Breathing and Nutritional Assistance for ALS
Nutritionists can help people with ALS and their caregivers plan and prepare numerous small meals throughout the day that provide enough calories, fiber, and fluid. Nutritionists can also teach how to avoid foods that are difficult to swallow.
People may begin using suction devices to remove excess fluids or saliva and prevent choking. When they can no longer get enough nourishment from eating, doctors may advise inserting a feeding tube into the stomach, which reduces the risk of choking and pneumonia that can result from inhaling liquids into the lungs. The tube is not painful and does not prevent people from eating food orally.
When the muscles that assist in breathing weaken, nocturnal ventilator assistance may be used to aid breathing during sleep. Such devices artificially inflate the lungs from various external sources that are applied directly to the face or body. When muscles are no longer able to maintain oxygen and carbon dioxide levels, these devices may be used full-time.

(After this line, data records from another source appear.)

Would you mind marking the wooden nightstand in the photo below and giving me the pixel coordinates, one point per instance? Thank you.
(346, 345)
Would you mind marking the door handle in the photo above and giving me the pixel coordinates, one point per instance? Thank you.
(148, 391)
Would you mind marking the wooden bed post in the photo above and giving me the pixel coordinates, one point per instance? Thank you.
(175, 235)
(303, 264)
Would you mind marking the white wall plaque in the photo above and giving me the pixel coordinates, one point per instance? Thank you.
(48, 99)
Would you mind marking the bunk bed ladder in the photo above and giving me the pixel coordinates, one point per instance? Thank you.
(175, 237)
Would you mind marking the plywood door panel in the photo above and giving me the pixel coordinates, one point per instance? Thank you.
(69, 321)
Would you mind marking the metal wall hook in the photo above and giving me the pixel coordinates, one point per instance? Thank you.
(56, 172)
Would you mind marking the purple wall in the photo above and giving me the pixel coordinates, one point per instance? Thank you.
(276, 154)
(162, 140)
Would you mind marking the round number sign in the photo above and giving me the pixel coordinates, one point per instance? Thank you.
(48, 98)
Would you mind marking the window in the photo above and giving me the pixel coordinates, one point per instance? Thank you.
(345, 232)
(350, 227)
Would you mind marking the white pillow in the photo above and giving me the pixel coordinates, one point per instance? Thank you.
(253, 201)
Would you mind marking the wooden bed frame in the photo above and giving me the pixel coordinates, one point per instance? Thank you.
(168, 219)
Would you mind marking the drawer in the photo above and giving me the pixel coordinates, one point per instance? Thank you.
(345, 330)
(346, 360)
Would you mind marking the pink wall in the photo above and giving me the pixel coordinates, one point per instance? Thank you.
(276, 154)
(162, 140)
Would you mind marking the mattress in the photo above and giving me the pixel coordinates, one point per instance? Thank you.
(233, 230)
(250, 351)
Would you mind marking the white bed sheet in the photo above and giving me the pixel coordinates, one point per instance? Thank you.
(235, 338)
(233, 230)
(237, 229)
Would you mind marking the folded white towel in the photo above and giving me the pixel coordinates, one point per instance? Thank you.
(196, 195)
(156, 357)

People may eventually consider forms of mechanical ventilation (respirators) during later treatment of ALS. This type of machine inflates and deflates the lungs. To be effective, this may require a tube that passes from the nose or mouth to the windpipe (trachea).
For long-term use, an operation such as a tracheostomy, in which a plastic breathing tube is inserted directly into the windpipe through an opening in the neck, may be needed.

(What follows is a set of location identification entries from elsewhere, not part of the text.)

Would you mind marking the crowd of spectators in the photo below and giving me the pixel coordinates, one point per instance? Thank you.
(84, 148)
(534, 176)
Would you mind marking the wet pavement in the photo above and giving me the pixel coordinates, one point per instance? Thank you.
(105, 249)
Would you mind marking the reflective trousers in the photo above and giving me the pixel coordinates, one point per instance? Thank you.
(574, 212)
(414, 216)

People living with ALS and their families should consider several factors when deciding whether and when to use one of these options. Ventilation devices differ in their effect on quality of life and in cost.
Although ventilation support can ease problems with breathing and prolong survival, it does not affect the progression of ALS. People need to be fully informed about these considerations and the long-term effects of life without movement before they make decisions about ventilation support.